呉:社会人になって色んな人と出会うことで、幼い頃にウジウジ考えていたことが、可愛いなと達観できるようになりました。大も東京に出て図らずも色んな人に出会っていく中で、自分を客観視できるようになっていく。そこは私自身の経験とリンクしたところでした。
私は昭和52年生まれで在日韓国人として育ちました。同世代の中には、在日であることを外では言わないと家族で取り決めている子もいましたが、うちは両親が隠すわけでもなくオープンでした。だから何か抵抗があったわけではないのですが、それでも日本人家族の家に行ったときは、家に飾ってあるものや食べものなど、今まで自分の家だけで成立していたものとは何か違うと気づいていくわけです。そして思春期も相まって、そのことが何かちょっと恥ずかしくなっていく。別に誰が悪いわけでもないので、親や祖父母に対してあからさまな反抗はしませんでしたが、友達に対して堂々とは言わなくなる瞬間がありました。
『ぼくが生きてる、ふたつの世界』©五十嵐大/幻冬舎 ©2024「ぼくが生きてる、ふたつの世界」製作委員会
幼い頃は小さな町に住んで日本の学校に通っていたので、在日の友達はあまりいませんでしたが、大学生になると在日の友達も結構できるようになりました。大学では、色んな環境で育った人が全国から一気に集まってきて、共通点は皆映画好きということだけ。そこで出会った人の中には、びっくりするような環境で育っていたり、アーティスティックでぶっ飛んだ両親がいる方もいました。自分が特殊だと思っていたことさえ恥ずかしくなるぐらいの人たちがいっぱいいたんです。

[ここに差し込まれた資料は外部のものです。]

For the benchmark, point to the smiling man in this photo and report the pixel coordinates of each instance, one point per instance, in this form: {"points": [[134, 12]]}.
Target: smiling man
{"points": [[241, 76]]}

その後東京に出て、在日含めた色んな友達に会ったときに、同じ感情を共有できることがありました。例えば、皆はお正月にお雑煮を食べるけど、自分の家ではトックを食べているということが、小さい頃は恥ずかしくて言えなかったと、そんなことを友達から言われて「あ、分かる!」となった。そんな“あるある話”を友達同士でやるようになったんです。そういった共感性で気持ちがどんどん楽になっていった。そういった心の変化が20代の頃にありました。
劇的な何かが起きなくても、日々生きている中でそういう感情が自分の中で細々と生まれていく。実家に帰ったときに、親が作る韓国料理が美味しいと思えたり、ホッとしたり。自分はさして不幸ではなかったんだと、そういうのは誰しもにある感情なんだと思えました。そんな経験から、普遍的な心の機微みたいなものが描けるのではないかと思ったんです。